SASL message chunking is broken

[aaronmdjones]

In the following lines:

https://github.com/kiwiirc/irc-framework/blob/a515b1bd3c34aab8f30c6e97c4abb3f0d36dd8bb/src/commands/handlers/registration.js#L271-L274

The second parameter to str.slice() is a non-inclusive range; you are only selecting the first 399 characters, not the first 400.

It should be:

        handler.connection.write('AUTHENTICATE ' + b64.slice(0, 400));

[xPaw]

var abc = "example";
abc.slice(0, 2); // "ex"
abc.slice(2) // "ample"

Selecting 399 characters to send instead of 400 is not a problem in itself, all characters will be sent regardless.
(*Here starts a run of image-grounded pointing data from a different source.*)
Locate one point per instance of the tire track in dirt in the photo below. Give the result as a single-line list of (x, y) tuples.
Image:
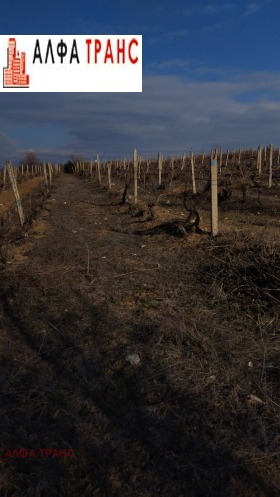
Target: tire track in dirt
[(80, 295)]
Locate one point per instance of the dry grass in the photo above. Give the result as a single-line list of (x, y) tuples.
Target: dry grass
[(202, 314)]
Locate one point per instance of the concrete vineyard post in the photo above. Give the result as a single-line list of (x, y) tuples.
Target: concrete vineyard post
[(270, 165), (239, 157), (172, 173), (227, 158), (98, 170), (15, 190), (45, 175), (159, 168), (109, 175), (220, 162), (50, 173), (183, 161), (193, 172), (214, 195), (139, 167), (4, 176), (260, 160), (135, 175)]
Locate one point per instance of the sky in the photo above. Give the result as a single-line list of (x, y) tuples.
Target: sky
[(211, 78)]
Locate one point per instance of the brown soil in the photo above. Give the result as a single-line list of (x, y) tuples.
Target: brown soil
[(81, 294)]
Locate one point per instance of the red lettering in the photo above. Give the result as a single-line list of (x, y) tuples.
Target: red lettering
[(23, 453), (133, 42), (88, 42), (121, 50), (108, 53), (97, 49)]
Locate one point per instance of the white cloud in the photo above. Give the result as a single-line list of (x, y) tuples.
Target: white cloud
[(171, 114)]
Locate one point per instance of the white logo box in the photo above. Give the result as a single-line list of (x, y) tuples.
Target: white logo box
[(70, 63)]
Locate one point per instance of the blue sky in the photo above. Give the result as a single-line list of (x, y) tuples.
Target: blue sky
[(211, 78)]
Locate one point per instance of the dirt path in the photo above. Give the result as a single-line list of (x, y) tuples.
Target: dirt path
[(77, 300)]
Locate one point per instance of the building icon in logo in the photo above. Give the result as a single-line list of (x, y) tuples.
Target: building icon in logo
[(14, 73)]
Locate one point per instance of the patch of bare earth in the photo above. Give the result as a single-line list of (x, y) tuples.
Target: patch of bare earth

Why is this an issue exactly?

[aaronmdjones]

It's an issue because you must send 400 characters at a time. The specification says that chunks less than 400 characters are the end of a message; services will then assume that's all the data there is, and a PLAIN login with a long password will fail.

[xPaw]

Interesting. This code dates back at least 7 years, and no one ran into this issue before?

Did your auth fail because of this? Have you tested that changing 399 to 400 correctly fixes it?

[aaronmdjones]

It would require a long password; probably longer than most people have tested.

Assuming a 16-char nickname (the max allowed on the popular networks, in my experience), and the fact that this codebase doesn't send a zero-length authzid (so it sends the nickname twice), you'd need a password greater than or equal to 266 characters in length:

$ printf '%s\0%s\0%s' 'Char-16-Nickname' 'Char-16-Nickname' $(i=266; while [[ $i -gt 0 ]] ; do echo -n 'a' ; i=$((i-1)) ; done) | base64 -w0 | wc -c

(400)

[glguy]

For reference splitting on 400 is specified in https://ircv3.net/specs/extensions/sasl-3.1#the-authenticate-command , though it's a bit academic since amdj works on the service that requires 400 splits to work.

Receiving 400 characters informs the service to expect more. Fewer and the service knows you're done sending bytes.